If Cisco SD-WAN Validator is not yet started when the WAN edge device initiates authentication, the device retries periodically until successful.
The following steps describes a detailed authentication process between Cisco SD-WAN Validator and WAN edge device:
-
The WAN edge device initiates an encrypted DTLS connection to Cisco SD-WAN Validator’s public IP address. RSA encryption secures this connection. Each device generates an RSA private-public key pair at boot. Cisco SD-WAN Validator uses the outer IP address in the packet to detect if the WAN edge device is behind NAT and maps the public IP and port to the private IP.
-
Over the encrypted DTLS channel, both devices authenticate each other in parallel.
WAN edge device authenticates Cisco SD-WAN Validator:
-
Cisco SD-WAN Validator sends its trusted root CA signed certificate.
-
The WAN edge device extracts the organization name from the certificate and compares it to its configured organization name. If they match, the validator is considered valid; otherwise, the DTLS connection is torn down.
-
The WAN edge device verifies the certificate’s signature using the root CA chain (Symantec or enterprise CA). If invalid, it tears down the connection.
Cisco SD-WAN Validator authenticates the WAN edge device:
-
Cisco SD-WAN Validator sends a 256-bit random challenge.
-
The WAN edge device responds with its serial number, chassis number, board ID certificate, and the signed 256-bit random value using its private key.
-
Cisco SD-WAN Validator verifies the serial and chassis numbers against its authorized device list.
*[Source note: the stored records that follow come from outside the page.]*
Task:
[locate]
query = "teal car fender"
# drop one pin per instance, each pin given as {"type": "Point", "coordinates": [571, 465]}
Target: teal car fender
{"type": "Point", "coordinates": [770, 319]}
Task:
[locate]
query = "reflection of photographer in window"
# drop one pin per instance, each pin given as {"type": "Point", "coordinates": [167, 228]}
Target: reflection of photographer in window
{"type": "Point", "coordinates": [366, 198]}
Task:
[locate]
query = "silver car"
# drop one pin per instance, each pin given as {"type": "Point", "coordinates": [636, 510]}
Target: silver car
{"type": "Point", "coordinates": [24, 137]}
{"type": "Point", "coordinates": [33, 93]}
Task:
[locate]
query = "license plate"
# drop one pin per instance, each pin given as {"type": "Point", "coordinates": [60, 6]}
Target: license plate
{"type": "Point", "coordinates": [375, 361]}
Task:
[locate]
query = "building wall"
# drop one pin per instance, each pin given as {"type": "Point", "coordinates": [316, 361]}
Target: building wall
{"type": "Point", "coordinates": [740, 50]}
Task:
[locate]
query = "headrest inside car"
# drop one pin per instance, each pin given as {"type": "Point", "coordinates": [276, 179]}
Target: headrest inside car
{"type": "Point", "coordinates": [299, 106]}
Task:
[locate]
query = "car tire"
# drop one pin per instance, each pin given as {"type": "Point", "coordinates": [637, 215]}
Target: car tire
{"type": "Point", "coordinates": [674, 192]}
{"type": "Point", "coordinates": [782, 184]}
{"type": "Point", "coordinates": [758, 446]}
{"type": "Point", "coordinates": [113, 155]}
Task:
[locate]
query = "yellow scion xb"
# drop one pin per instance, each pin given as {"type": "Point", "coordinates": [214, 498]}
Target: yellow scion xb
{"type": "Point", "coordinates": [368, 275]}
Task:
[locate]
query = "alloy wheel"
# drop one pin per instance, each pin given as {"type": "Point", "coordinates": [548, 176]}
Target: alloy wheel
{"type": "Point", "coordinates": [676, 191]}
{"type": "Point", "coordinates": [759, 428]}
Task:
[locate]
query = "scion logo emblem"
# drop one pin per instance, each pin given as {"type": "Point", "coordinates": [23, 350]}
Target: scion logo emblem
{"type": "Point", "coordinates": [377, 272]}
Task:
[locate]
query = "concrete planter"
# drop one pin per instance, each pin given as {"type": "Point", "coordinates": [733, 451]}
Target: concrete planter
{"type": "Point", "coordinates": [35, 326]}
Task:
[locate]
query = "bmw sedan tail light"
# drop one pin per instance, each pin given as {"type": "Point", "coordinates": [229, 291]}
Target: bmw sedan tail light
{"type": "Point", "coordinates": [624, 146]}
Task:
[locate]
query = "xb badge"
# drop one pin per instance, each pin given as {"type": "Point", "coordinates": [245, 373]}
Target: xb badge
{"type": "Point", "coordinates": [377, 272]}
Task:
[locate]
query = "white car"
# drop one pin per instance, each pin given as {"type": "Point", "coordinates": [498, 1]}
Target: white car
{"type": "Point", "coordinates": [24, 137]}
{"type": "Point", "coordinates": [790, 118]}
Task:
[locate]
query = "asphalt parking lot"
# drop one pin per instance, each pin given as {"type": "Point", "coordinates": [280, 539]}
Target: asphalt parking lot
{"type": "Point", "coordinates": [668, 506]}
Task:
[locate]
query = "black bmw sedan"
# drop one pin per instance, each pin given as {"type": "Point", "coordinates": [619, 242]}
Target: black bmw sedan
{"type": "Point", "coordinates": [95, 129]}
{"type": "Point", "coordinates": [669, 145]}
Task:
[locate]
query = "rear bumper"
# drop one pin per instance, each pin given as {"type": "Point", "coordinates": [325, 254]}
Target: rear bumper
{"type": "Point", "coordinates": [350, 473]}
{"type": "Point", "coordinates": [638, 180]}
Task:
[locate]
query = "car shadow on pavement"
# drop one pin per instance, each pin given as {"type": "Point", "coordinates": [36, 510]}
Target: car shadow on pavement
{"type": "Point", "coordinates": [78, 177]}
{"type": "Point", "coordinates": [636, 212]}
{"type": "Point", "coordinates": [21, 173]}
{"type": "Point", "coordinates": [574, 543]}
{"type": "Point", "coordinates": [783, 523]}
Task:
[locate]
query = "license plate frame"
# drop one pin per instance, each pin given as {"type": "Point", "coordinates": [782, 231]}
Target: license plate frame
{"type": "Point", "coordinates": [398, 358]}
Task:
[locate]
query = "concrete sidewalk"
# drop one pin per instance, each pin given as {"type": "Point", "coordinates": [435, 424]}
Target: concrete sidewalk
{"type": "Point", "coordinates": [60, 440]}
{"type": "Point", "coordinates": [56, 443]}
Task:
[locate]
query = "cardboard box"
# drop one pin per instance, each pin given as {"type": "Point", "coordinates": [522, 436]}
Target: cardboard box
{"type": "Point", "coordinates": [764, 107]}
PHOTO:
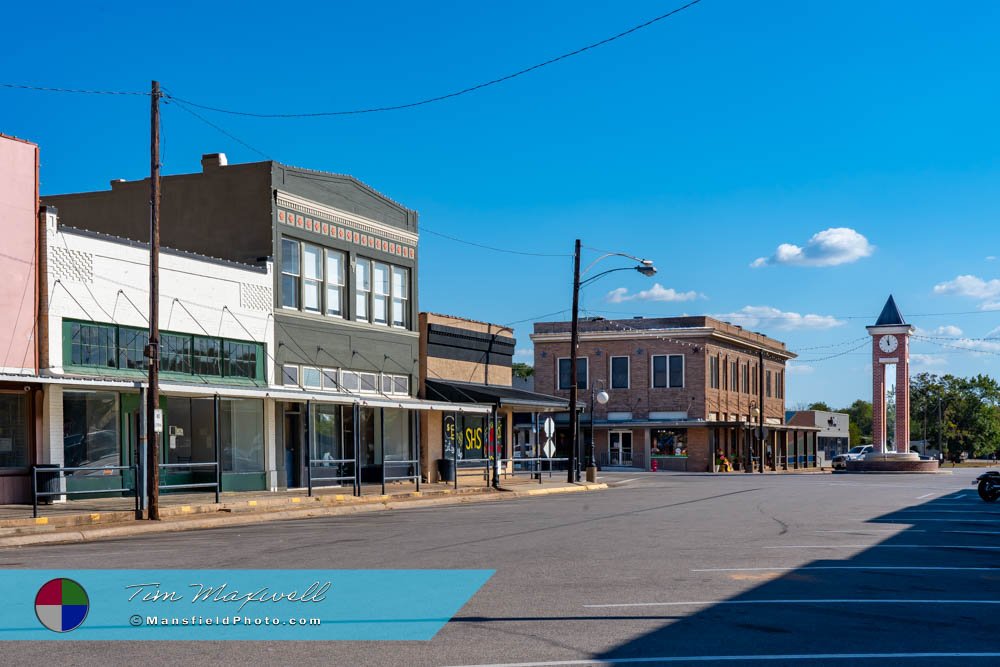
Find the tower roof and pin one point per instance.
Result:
(890, 314)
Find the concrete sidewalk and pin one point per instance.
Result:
(110, 518)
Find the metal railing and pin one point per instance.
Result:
(217, 485)
(536, 468)
(60, 470)
(339, 464)
(406, 462)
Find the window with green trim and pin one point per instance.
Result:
(207, 356)
(175, 353)
(131, 345)
(240, 359)
(91, 344)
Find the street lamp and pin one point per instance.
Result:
(643, 266)
(748, 459)
(601, 397)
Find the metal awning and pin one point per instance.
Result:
(495, 395)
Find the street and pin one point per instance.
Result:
(660, 569)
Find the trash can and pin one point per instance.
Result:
(48, 482)
(446, 470)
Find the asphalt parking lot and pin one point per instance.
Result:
(661, 569)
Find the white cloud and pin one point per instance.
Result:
(830, 247)
(754, 316)
(972, 287)
(655, 293)
(926, 360)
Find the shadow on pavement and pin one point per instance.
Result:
(872, 602)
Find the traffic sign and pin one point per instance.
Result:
(549, 449)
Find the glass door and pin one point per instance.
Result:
(621, 448)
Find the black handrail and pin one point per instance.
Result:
(416, 476)
(35, 493)
(329, 463)
(199, 485)
(536, 470)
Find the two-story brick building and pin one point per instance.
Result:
(683, 392)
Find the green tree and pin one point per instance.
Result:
(522, 370)
(860, 412)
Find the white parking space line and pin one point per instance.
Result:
(699, 603)
(788, 657)
(870, 530)
(883, 546)
(918, 568)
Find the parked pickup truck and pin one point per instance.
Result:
(853, 454)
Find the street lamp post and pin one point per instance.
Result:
(602, 398)
(646, 268)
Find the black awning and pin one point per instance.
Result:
(469, 392)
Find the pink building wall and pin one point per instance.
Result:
(18, 235)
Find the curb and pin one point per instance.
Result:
(179, 524)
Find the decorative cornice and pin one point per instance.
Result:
(336, 216)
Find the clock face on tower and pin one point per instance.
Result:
(888, 343)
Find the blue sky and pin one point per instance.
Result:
(704, 142)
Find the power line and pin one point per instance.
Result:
(439, 98)
(493, 248)
(232, 136)
(48, 89)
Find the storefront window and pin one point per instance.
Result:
(13, 430)
(90, 429)
(190, 430)
(471, 437)
(669, 442)
(327, 441)
(396, 434)
(241, 425)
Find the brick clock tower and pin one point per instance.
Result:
(890, 345)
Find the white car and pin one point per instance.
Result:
(853, 454)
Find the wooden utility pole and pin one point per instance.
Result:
(573, 343)
(154, 426)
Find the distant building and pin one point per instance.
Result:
(682, 390)
(834, 434)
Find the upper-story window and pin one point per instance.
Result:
(619, 372)
(400, 296)
(565, 377)
(312, 278)
(382, 293)
(334, 283)
(290, 270)
(668, 371)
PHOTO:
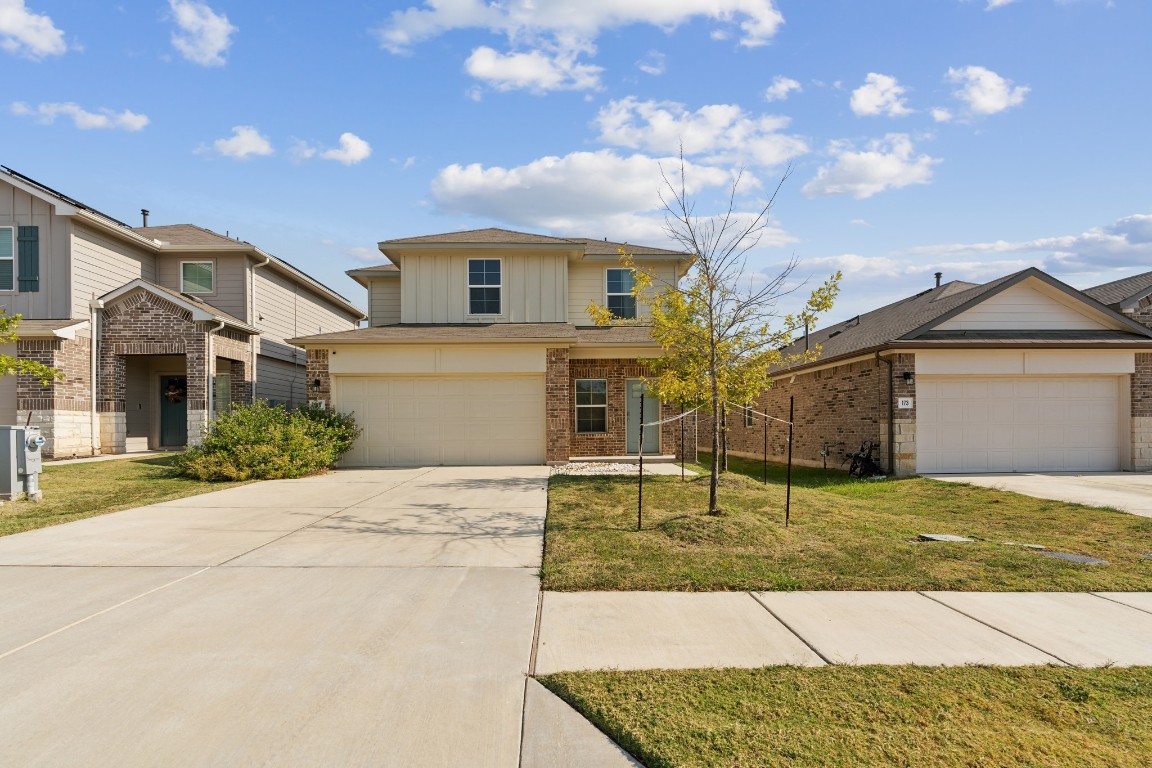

If no match, it tears down the connection.
-
It verifies the signature of the random value using the WAN edge device’s public key from the board ID certificate. If invalid, it tears down the connection.
-
It validates the board ID certificate using the root CA chain. If invalid, it tears down the connection.
After successful mutual authentication, Cisco SD-WAN Validator sends the following in parallel:
-
To the WAN edge device:
-
IP addresses of Cisco SD-WAN Controllers (public or NAT-mapped private and public IPs with ports).
-
Serial numbers of authorized Cisco SD-WAN Controllers.
-
If the WAN edge device is behind NAT, a request to initiate a session with Cisco SD-WAN Controller.
-
-
To Cisco SD-WAN Controller:
-
A message announcing the new WAN edge device.
-
If the WAN edge device is behind NAT, a request to initiate a session with the WAN edge device.
-
Finally, the WAN edge device tears down the DTLS connection with Cisco SD-WAN Validator.